(By You Yunting) This March, at the invitation of the U.S. government, Mr. You Yunting, the founder of Bridge IP Commentary began his journey to the United States. The main purpose of this visit was to better understand the system of intellectual property rights in the United States. Mr. You would like to share with our readers his experiences there in several posts here on our website. Of course, the content of the posts may not be truly comprehensive or strictly accurate; that being said, if you find any mistakes or comments that can be corrected or improved upon, please let us know. We encourage more dialogue with the IPR community and welcome all constructive commentary. The following is the first post in a series of Mr. You’s visit to the United States:
On the second day of the visit, my associates and I held a meeting with officials from the US Department of Commerce in charge of IPR issues in East Asia. Their main responsibilities are to aid US companies in protecting their intellectual property rights in China. All of the officials impressed me with their professional competence; indeed, some of them originally worked in law offices handling IPR issues related to China, thus giving them have a comprehensive understanding of IPR issues in the country. The US authorities showed us its focus on the most practical issues, and all the information they shared with us concentrated on company business. The main topic of the discussion was centered on how US companies register and protect their IPR in China. The following roughly outline the minutes of the meeting:
In terms of patents, there is no corresponding regulation in US Patent Law like utility model patents as stipulated in China’s Patent Law. If US companies would like to gain the legal protection over their IPR, one option available to them is to apply for a patent as an invention and as a utility model. The officials also stressed that the official fees collected for the utility application are much lower than that of an invention. For this reason, it would not cost a company too much to ensure some form of IPR protection in China with these options available.

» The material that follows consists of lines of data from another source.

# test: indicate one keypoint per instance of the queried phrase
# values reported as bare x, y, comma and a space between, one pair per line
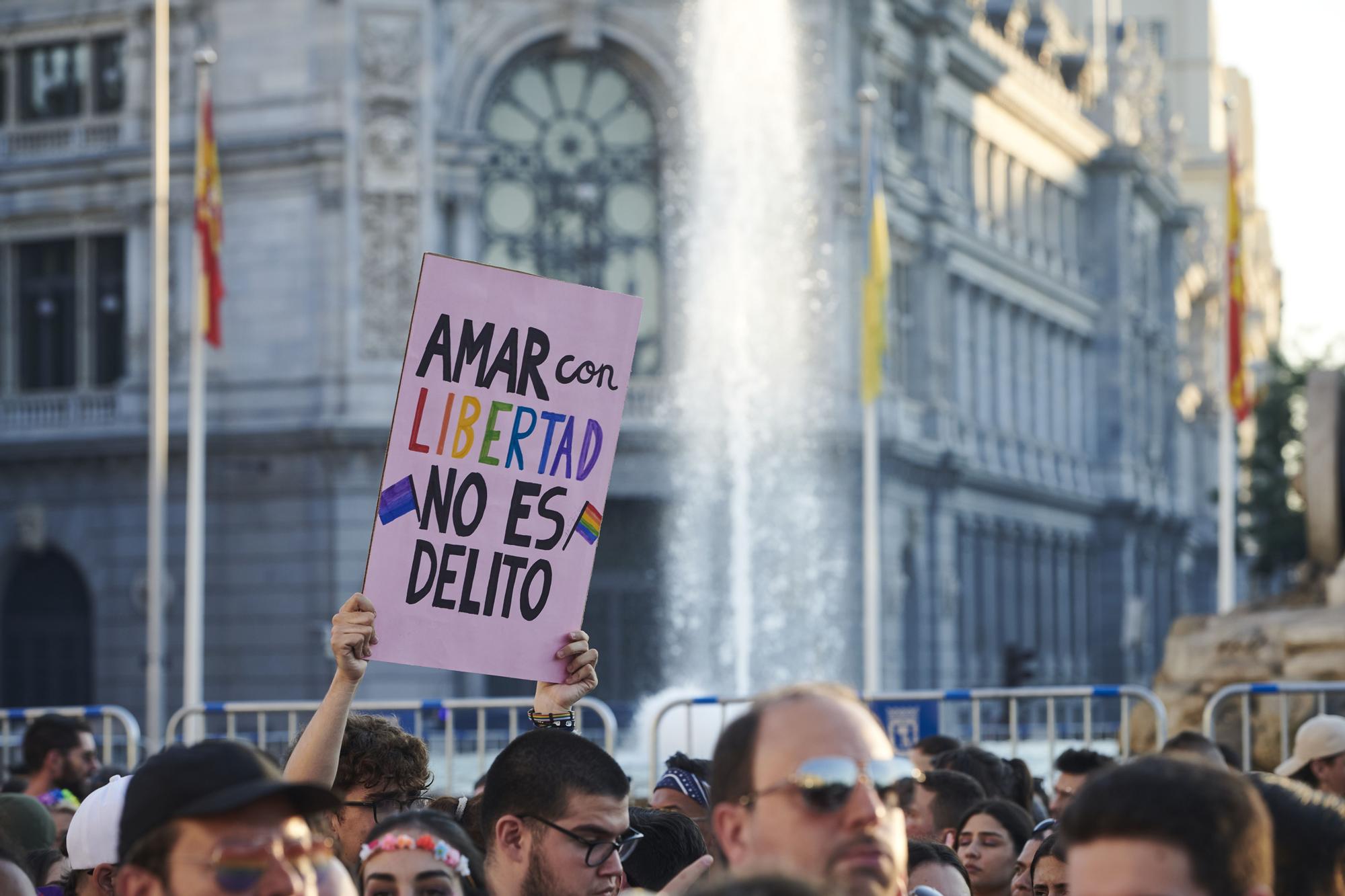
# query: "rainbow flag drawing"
588, 525
397, 501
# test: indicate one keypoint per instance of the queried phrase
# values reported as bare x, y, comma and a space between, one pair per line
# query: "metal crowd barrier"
108, 740
1282, 689
907, 713
440, 723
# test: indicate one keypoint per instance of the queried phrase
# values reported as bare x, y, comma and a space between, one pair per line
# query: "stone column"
392, 171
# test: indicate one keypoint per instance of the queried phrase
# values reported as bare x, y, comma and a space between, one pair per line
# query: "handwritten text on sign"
500, 455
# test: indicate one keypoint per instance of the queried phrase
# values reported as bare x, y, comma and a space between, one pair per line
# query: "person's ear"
134, 880
512, 838
106, 879
731, 831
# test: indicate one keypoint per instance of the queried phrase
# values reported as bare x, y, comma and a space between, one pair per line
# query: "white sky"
1292, 53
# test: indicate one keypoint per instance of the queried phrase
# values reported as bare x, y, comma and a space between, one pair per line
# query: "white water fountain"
761, 548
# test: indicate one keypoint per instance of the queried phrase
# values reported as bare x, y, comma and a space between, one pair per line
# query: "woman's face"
408, 872
1050, 877
988, 852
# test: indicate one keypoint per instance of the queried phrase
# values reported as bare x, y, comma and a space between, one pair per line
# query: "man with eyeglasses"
60, 754
806, 783
555, 817
375, 766
217, 818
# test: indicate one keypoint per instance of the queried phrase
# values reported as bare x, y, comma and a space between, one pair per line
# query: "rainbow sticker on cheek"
241, 872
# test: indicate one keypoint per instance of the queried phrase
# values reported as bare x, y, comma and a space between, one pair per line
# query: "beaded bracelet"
552, 720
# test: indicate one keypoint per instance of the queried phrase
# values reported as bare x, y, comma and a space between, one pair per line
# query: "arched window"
571, 186
46, 619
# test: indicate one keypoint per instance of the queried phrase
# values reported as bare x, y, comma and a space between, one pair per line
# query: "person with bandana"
685, 787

With respect to trademarks, despite both China and the US adopting the Nice Classification to sort its products or services, sub-classes under class 45 main classes exist in China, whereas in the United States this classification does not exist. For this reason, when US companies apply for trademark protection in China, they should be certain their application for trademark registration also covers these aforementioned sub-classes. In addition, US companies should not only file an application in the classes specifically related to their products or services, but also in related classes, since China’s Trademark Law provides that only a well-known trademark can be protected across multiple classes, and the requirements one must meet to be considered a well-known trademark in China are exceedingly high.
As for copyright, as stipulated in both the laws of the United States and China, copyright protection is granted automatically once a creative work comes into existence. Therefore, if a US company has registered its copyright in the US, but had not yet applied for copyright registration in China, the US application could be adopted in China as proof of whom owns the rights in the copyrighted work.

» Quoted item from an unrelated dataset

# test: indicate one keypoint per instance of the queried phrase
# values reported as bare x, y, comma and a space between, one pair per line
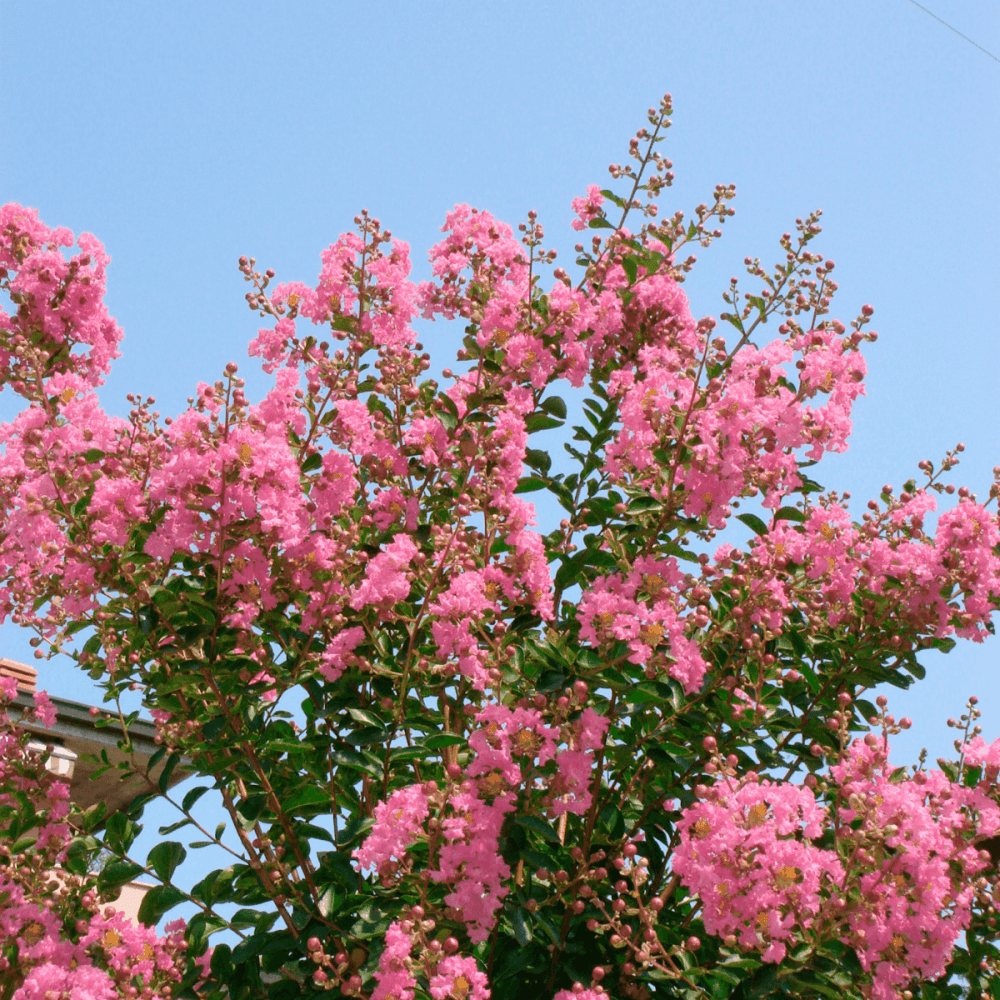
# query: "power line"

Finally, if a company is involved in the manufacturing industry, it should move to make a record with Customs following its IPR registration.
After the US officials’ introduction, my associates and I raised some questions for discussion.

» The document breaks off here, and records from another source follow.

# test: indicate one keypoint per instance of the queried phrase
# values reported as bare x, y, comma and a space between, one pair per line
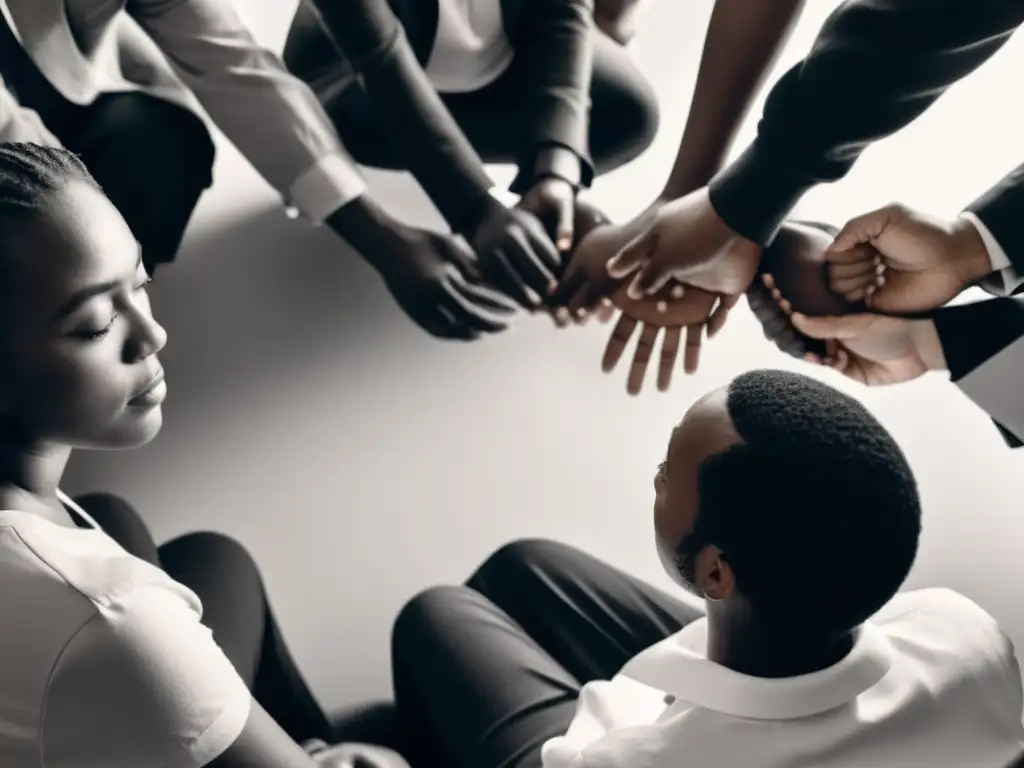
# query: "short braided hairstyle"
30, 172
816, 512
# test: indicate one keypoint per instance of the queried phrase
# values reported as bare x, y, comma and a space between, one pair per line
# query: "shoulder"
944, 617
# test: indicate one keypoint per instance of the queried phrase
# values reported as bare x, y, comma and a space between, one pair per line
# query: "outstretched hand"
687, 242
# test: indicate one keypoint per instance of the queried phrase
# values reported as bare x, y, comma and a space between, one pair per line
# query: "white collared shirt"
932, 681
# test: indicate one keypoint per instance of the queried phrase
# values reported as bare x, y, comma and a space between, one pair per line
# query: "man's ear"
714, 574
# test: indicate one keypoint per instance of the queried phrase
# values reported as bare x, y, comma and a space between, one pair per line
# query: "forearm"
875, 67
423, 132
742, 42
271, 117
997, 214
983, 347
557, 46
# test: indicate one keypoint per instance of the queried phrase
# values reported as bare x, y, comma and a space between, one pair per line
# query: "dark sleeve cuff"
753, 196
549, 131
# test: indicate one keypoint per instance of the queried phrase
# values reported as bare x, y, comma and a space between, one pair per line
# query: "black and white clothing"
549, 657
120, 653
438, 87
873, 69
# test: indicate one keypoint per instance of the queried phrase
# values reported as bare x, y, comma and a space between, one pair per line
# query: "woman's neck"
31, 467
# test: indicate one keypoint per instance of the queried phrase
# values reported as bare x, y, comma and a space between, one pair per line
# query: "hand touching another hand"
688, 242
919, 262
515, 253
552, 201
435, 282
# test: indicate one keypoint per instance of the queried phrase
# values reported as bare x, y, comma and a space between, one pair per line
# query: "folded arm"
273, 118
983, 344
432, 144
557, 48
875, 67
742, 42
996, 215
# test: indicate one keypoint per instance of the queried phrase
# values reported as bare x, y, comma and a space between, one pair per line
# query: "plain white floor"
361, 461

I. Notorious Markets. It seems most big companies in China, like Baidu and Alibaba’s Taobao, have at one point or another been listed as being “notorious” markets by the US government. My first question regarded how the US government decides who shall be added to such a list, and once placed on that list, what changes or improvements must be made in order to be removed from it. The US government officials explained that the US Department of Commerce works with other US government authorities to decide who shall be added to the notorious market list, taking into consideration complaints made by US companies and the results of an investigation carried out by the authorities themselves. On the same note, if companies on the notorious market list have made proper efforts to improve their reputation, the US government will consider removing them from the list, with a combination of a report of the listed company itself. The officials mentioned Taobao as a great example of this process.
II. OEM. OEMs are typically concerned with trademark law, and the main problem is this: if a manufacturing company’s product has infringed the trademark right of an entity in China, but the product covered by that trademark is not actually sold in China, and is manufactured for export only, then will the sole manufacture of it be deemed to be infringement? The US officials had a deep understanding of Chinese laws, and they knew that the courts in Shanghai and Guangdong have arrived at different conclusions and handed down different judgments over the same type of dispute. Furthermore, they confessed that they had also been confused by this issue, since US companies also have two kinds of benefits concerning that. The first kind of companies are those transnational companies with noted brands, who will apply their trademarks globally. For this reason, even knockoffs manufactured by Chinese companies are not to be sold in China, because the trademark right of the US holders would also be damaged. On that note, some US company’s trademarks would also be squatted in China, even if they are only assembled or manufactured in China and subsequently exported to other countries. At that time, if trademark infringement is determined, surely it would also damage such companies’ benefits and profits.